Ankit Keshri succumbed to a head injury sustained during a cricket match a few days ago in an on-field collision with another player while taking a catch in a Cricket Association of Bengal’s senior one-day knock-out match on April 17 at JU second campus ground in Salt Lake. (Also Read: Former Bengal Under-19 batsman Ankit Keshri dies after on-field injury)
Keshri who represented East Bengal in the match against Bhowanipore Club was immediately rushed to the AMRI Hospital in the area. He was then shifted to Nightingale Hospital on Shakespeare Sarani on Sunday night after East Bengal senior official Sadanand Mukherjee signed the risk bond at the AMRI Hospital and the former Bengal U-19 captain died early Monday morning because of cardiac arrest.
A blame game erupted over the matter as the super specialty hospital in Salt Lake claimed of not been given a proper chance to treat the cricketer further while East Bengal’s Sadanand Mukherjee made the contradictory claims.
“We wanted to conduct more investigations on him like CT angio and other tests but we were not given a chance to treat him because the patient was taken after the club and family authorities signed the risk bond and after which we discharged him,” said AMRI CEO Rupak Baruah said.
Baruah added that the doctor attending Keshri told the patient parties that he was aerodynamically stable but did not suggest his discharge from the hospital.
“He was under treatment at the critical care unit… AMRI had conducted CT scan of the brain and 13 dopplers and wanted further investigation,” Baruah said.
Mukherjee on the other hand claimed, “We went by what doctors told us and for better treatment we took him to Nightingale. It was a decision taken in consultation with the family.”
However, East Bengal coach Pranab Nandi further intensified the charges claiming, “There was no indication from the hospital at all. They in fact told us that Keshri would be shifted to general bed and nothing revealed in the scan.”
It is to be noted that the Nightingale Hospital has a tie-up with the Cricket Association of Bengal and the state body said they shifted the cricketer for better treatment.
“It has nothing to do with the tie-up and we shifted him purely for his better treatment,” CAB joint-secretary Subir Ganguly said.
In their medical bulletin, the Nightingale Hospital mentioned that the pulse rate of Keshri was low and he had a brain swelling (edema) that caused the cardiac arrest.
“Early morning he suffered a cardiac arrest and immediately we put him on pacemaker. But in spite of all our efforts, heart could not be revived and the unfortunate death occurred,” explained Dr. Arpan Chowdhury, critical care expert in the bulletin.

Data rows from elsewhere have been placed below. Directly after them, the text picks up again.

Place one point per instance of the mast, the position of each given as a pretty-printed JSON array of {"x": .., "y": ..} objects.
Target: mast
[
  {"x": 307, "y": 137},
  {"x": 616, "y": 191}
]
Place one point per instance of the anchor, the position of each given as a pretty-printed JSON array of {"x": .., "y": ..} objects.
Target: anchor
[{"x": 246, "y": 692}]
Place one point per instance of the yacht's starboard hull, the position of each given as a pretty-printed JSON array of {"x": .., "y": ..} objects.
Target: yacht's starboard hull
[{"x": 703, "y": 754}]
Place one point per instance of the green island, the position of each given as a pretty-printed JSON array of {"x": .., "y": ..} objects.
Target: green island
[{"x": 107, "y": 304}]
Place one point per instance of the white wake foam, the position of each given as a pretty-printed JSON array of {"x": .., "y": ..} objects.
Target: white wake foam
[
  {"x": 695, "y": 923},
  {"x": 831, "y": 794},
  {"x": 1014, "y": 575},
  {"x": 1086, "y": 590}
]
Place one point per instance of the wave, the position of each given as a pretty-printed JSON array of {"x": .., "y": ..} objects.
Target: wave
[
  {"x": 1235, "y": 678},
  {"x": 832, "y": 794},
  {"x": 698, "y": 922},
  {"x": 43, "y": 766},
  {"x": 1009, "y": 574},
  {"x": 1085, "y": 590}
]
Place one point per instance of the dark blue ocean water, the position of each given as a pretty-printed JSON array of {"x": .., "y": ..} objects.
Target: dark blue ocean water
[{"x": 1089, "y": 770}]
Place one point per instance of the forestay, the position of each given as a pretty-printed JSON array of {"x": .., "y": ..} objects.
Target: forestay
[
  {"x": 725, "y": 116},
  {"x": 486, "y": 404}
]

However, the doctor refused to comment on the condition of the late cricketer at the AMRI. “After we got the patient, we felt the need to keep him in ICU because there was a chance of further deterioration in such types of injury,” he said.
Raj Kumar, the inconsolable father of Ankit Keshri said, “I don’t know why he was shifted to Nightingale. We always wanted better treatment and his East Bengal coach and officials did all the formalities (of signing the risk bond).”